How does cheese affect seborrheic dermatitis?
In one of the few studies we have linking diet and seborrheic dermatitis, cheese was considered part of a ‘Western diet’ and was associated with worse seborrheic dermatitis.
However, cheese is a great source of calcium, fat and protein. The best part? Aged cheeses like parmesan, cheddar, Swiss or brie contain minimal lactose. You can probably still tolerate these cheeses even if you’re lactose intolerant and they probably won’t aggravate seborrheic dermatitis.
There’s cheese and there’s cheese. There are so many types and variety of cheeses. Some have added ingredients like apricot and sugar, others don’t even contain milk (not real cheese).
You’ll need to try cheese out for yourself to see if it aggravates your SD. Eaten in small amounts, non-processed real cheese shouldn’t cause issues with SD.
How does yogurt affect seborrheic dermatitis?
Yogurt is high in calcium, B vitamins, and trace minerals, which are all important for your skin health. If you buy a good quality yogurt, it’s also rich in probiotics are good bacteria that populates your gut and influences your skin bacteria. When Propionibacterium falls below 50% and Staphylococcus rises above 44%, more dandruff is likely to occur.
Keeping the balance of the microenvironment is very important in order to prevent scalp sebum overproduction and dandruff. Yogurt may be able to help curb seborrheic dermatitis by helping keep the balance of the microenvironment in check.
However, some yogurts contain high amounts of added sugar which contributes to inflammation and encourages the growth of bad bacteria. And some yogurts don’t even deserve to be called yogurt. They don’t contain any live bacteria at all.
That’s why it’s important to look for brands that contain live and active cultures to get the best possible results from yogurt consumption.
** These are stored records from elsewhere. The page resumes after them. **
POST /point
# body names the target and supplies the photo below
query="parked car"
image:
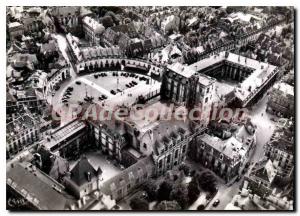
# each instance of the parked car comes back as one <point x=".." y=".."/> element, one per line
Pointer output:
<point x="216" y="203"/>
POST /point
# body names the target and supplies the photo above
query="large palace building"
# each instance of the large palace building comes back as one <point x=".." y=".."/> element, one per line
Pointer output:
<point x="252" y="77"/>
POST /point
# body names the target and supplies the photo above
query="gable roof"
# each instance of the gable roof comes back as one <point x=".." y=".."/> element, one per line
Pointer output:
<point x="79" y="173"/>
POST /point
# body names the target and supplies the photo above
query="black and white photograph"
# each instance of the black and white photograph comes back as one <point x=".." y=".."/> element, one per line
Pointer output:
<point x="150" y="108"/>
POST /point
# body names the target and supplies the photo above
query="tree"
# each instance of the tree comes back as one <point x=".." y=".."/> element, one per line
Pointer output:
<point x="163" y="88"/>
<point x="139" y="204"/>
<point x="164" y="191"/>
<point x="151" y="189"/>
<point x="207" y="181"/>
<point x="168" y="205"/>
<point x="193" y="190"/>
<point x="180" y="194"/>
<point x="107" y="21"/>
<point x="200" y="207"/>
<point x="186" y="169"/>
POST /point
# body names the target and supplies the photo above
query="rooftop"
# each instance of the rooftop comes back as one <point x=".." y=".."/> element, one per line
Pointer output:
<point x="93" y="24"/>
<point x="285" y="88"/>
<point x="40" y="188"/>
<point x="14" y="24"/>
<point x="182" y="70"/>
<point x="65" y="131"/>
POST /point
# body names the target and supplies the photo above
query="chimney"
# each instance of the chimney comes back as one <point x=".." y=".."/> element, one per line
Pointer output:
<point x="88" y="174"/>
<point x="79" y="204"/>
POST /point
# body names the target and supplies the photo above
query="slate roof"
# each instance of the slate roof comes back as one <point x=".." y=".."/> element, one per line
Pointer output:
<point x="38" y="187"/>
<point x="80" y="171"/>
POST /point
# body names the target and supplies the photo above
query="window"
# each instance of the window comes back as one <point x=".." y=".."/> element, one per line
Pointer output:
<point x="160" y="164"/>
<point x="184" y="149"/>
<point x="120" y="192"/>
<point x="169" y="159"/>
Be sure to check the ingredients before purchasing yogurt to make sure there are no added sugars.
In fact, if you can make your own yogurt or kefir, that’s even better. There are plenty of starters on Amazon.
What foods contain dairy?
There are many different types of dairy products available, including milk, yogurt, cheese, butter and cream. You know the usual culprits. However, dairy also hides in all sorts of other foods like:
- chewing gum
- processed foods
- canned fish
- cereal bars
To wrap up
Dairy products are often thought of as being healthy and beneficial, but for those suffering from seborrheic dermatitis, dairy may be a trigger. It’s hard to avoid dairy altogether but try eating dairy products in moderation.